Enobia Pharma Inc. closed a Series B financing that will bring the Montreal-based company C$40.1 million (US$38 million) over the next two years.
The funding will be paid in four milestone-based tranches, according to Enobia President and CEO Robert Heft. New investors OrbiMed Advisors LLC and CTI Life Sciences Fund led the round, which also included participation by existing investors Fonds de solidarité FTQ, Desjardins Venture Capital, Lothian Partners and T2C2/Bio 2000.
Heft said the fundraising process was "fantastic" because of Enobia's "compelling" preclinical data with its lead program, a recombinant form of the enzyme alkaline phosphatase for the treatment of hypophosphatasia.

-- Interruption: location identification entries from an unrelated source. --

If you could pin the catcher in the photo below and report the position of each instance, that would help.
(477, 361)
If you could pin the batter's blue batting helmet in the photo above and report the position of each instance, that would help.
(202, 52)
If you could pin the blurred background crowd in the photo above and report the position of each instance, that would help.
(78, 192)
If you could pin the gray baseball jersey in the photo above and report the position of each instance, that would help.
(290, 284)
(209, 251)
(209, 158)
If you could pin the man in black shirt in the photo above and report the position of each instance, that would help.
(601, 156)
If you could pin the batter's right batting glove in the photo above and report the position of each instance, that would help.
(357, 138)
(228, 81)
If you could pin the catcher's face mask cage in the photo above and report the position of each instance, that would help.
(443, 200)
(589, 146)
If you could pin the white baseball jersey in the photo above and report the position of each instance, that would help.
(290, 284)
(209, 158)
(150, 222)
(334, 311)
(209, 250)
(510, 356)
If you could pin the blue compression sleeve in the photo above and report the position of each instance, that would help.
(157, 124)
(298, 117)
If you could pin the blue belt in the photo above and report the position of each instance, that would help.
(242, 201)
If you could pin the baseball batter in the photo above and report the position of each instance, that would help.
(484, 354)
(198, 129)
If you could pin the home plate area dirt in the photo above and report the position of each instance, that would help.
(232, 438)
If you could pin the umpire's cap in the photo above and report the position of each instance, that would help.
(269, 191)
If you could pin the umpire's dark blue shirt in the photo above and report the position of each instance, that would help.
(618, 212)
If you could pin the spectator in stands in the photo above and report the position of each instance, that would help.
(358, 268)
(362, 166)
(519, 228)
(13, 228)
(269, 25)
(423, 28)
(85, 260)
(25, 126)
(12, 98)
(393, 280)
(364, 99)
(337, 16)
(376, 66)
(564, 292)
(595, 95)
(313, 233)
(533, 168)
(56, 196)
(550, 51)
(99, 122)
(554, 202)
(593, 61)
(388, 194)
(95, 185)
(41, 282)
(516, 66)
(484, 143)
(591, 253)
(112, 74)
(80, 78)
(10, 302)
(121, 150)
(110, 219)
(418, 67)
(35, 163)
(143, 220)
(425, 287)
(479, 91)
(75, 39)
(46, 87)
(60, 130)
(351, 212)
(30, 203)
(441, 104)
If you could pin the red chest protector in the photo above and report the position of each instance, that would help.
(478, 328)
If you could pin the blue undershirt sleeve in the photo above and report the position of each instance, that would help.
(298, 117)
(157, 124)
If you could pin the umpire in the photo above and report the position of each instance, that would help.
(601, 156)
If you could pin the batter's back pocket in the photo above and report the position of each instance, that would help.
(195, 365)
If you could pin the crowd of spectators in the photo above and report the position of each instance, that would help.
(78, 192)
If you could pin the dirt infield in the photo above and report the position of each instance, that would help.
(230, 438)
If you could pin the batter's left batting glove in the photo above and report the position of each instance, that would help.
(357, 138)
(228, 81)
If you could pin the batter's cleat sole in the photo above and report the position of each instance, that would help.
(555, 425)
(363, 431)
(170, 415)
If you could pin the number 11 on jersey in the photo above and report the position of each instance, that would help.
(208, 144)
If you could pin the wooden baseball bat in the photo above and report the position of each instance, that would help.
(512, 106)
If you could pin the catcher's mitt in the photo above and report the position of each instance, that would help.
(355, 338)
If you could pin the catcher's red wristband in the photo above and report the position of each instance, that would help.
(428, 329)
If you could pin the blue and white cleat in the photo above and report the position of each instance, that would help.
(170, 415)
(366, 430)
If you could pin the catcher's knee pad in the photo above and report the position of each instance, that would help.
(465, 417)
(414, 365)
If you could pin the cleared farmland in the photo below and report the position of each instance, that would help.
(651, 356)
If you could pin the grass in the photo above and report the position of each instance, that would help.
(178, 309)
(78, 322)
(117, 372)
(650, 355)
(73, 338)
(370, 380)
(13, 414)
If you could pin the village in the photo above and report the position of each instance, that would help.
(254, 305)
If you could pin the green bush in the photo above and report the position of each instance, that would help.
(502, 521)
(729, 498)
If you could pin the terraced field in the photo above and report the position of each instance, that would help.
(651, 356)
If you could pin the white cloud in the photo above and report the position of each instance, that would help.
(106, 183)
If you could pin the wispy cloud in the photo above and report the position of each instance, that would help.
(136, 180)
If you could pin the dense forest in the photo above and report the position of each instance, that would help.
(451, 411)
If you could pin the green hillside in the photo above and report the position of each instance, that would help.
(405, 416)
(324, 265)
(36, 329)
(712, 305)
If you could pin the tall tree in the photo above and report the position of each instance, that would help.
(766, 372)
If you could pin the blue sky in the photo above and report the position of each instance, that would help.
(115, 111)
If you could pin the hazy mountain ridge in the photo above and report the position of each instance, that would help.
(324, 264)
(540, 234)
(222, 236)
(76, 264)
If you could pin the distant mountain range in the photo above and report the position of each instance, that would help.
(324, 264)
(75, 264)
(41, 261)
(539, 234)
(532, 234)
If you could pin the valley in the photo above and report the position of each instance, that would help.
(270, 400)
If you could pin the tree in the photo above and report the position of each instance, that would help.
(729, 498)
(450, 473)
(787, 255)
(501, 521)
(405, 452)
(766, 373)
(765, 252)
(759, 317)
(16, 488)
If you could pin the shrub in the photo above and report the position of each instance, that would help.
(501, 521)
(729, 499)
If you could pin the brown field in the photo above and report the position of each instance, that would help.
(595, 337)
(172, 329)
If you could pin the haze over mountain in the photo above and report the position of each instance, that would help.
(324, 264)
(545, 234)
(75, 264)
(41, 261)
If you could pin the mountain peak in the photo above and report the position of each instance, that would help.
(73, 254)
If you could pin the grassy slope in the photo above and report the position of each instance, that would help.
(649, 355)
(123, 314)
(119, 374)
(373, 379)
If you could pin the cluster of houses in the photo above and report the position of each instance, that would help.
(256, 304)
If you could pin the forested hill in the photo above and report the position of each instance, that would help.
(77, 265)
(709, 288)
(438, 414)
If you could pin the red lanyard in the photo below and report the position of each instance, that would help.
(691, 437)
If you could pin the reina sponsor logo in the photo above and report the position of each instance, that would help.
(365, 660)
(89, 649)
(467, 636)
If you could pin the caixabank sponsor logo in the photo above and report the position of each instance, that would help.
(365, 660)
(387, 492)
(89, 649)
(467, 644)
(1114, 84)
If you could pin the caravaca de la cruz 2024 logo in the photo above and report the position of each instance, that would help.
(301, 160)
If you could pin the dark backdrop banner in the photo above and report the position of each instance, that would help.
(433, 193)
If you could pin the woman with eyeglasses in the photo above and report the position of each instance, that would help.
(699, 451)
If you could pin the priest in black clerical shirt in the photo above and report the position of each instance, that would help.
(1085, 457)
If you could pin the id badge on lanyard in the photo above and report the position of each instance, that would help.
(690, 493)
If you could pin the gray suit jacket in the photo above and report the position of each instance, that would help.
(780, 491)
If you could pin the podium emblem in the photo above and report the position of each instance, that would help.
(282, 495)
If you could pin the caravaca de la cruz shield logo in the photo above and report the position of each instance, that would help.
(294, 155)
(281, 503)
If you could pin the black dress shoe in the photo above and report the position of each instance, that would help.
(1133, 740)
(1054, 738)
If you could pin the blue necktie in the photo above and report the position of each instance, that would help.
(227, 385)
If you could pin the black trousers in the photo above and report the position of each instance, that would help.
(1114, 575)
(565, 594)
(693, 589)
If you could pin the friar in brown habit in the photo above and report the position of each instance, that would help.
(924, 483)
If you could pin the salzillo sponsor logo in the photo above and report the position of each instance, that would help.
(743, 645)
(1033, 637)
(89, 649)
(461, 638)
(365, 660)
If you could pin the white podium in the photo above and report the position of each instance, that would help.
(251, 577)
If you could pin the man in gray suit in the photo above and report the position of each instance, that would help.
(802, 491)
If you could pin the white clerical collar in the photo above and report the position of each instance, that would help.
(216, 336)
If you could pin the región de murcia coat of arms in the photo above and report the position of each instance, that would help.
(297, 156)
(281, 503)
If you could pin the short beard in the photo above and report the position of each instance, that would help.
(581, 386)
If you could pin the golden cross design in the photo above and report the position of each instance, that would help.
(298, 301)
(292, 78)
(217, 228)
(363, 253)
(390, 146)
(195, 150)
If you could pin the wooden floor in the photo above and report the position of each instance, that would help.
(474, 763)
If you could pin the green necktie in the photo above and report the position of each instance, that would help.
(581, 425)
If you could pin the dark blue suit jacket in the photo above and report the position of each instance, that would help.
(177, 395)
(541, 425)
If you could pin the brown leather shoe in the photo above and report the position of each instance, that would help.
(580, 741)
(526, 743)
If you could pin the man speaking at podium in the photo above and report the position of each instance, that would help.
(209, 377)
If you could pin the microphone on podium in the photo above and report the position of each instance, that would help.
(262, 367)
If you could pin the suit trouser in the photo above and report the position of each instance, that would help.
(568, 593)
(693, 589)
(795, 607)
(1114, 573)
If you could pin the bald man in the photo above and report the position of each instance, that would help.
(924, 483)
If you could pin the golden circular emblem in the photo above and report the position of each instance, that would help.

Hypophosphatasia is a genetic disorder caused by mutations in the gene for alkaline phosphatase, an enzyme involved in bone mineralization. The condition results in growth retardation, skeletal deformities, frequent fractures and potentially death. Heft said that although one scientific paper estimated the incidence of the condition at one in 100,000, the true incidence is not known. Treatment consists primarily of surgery and splinting, with some use of bone marrow transplantation, dietary restrictions and glucocorticoid therapy, but nothing approved to treat the cause of the disease.
Enobia's enzyme replacement approach uses a formulation of the alkaline phosphatase enzyme that has been modified to specifically target the bone. In a preclinical murine model of hypophosphatasia, Enobia evaluated daily subcutaneous injections of 1 mg/kg, 2 mg/kg or 8.2 mg/kg of the recombinant enzyme for 15 to 19 days. While the 2 mg/kg dose resulted in improved health and bone mineral density for all mice, the 8.2 mg/kg dose prevented mineralization defects and restored normal growth. Notably, when the high-dose injections were continued for 52 days, the mice retained their healthy growth and appearance, while all untreated mice died within 24 days.
"We're able to have an enormous impact on the animals," Heft said, noting the strength of the mouse model for hypophosphatasia.
A Phase I trial is slated to begin in summer 2008, and Phase II trials will follow in early 2009 if all goes well. Enobia has a contract with Laureate Pharma Inc., of Princeton, N.J., to produce the enzyme for clinical trials.
The Series B financing is expected to last through Phase II. Enobia raised C$19 million in a Series A financing in early 2005.
Enobia also has an early stage program for achondroplasia, the most common form of human dwarfism, which also is caused by a genetic mutation. The program is centered on small molecules rather than enzymes.
In other financing news:
• Exelixis Inc., of South San Francisco, said it plans to sell 7 million shares of common stock based on a shelf registration statement filed Monday. The company will make an additional 1.05 million shares available to the sole underwriter, Goldman, Sachs & Co., to cover any overallotments. At Monday's closing price of $11.16, the offering could bring in $89.8 million, but shares of Exelixis (NASDAQ:EXEL) fell $1.01, or 9 percent, on Tuesday to close at $10.15. The deal is expected to close this week.
• ProMetic Life Sciences Inc., of Montreal, completed a previously disclosed financing, raising C$6.6 million (US$6.3 million) in gross proceeds. ProMetic issued about 18.9 million subordinate voting shares at C$0.35 per share. About 13.3 million of the shares were sold at C$0.35 each under an agreement with Paradigm Capital Inc. That total includes proceeds from the exercise of the overallotment option. The remaining shares were sold at the same price directly to U.S. institutional investors. Funds will be used in development of products based on the company's Mimetic Ligand technology.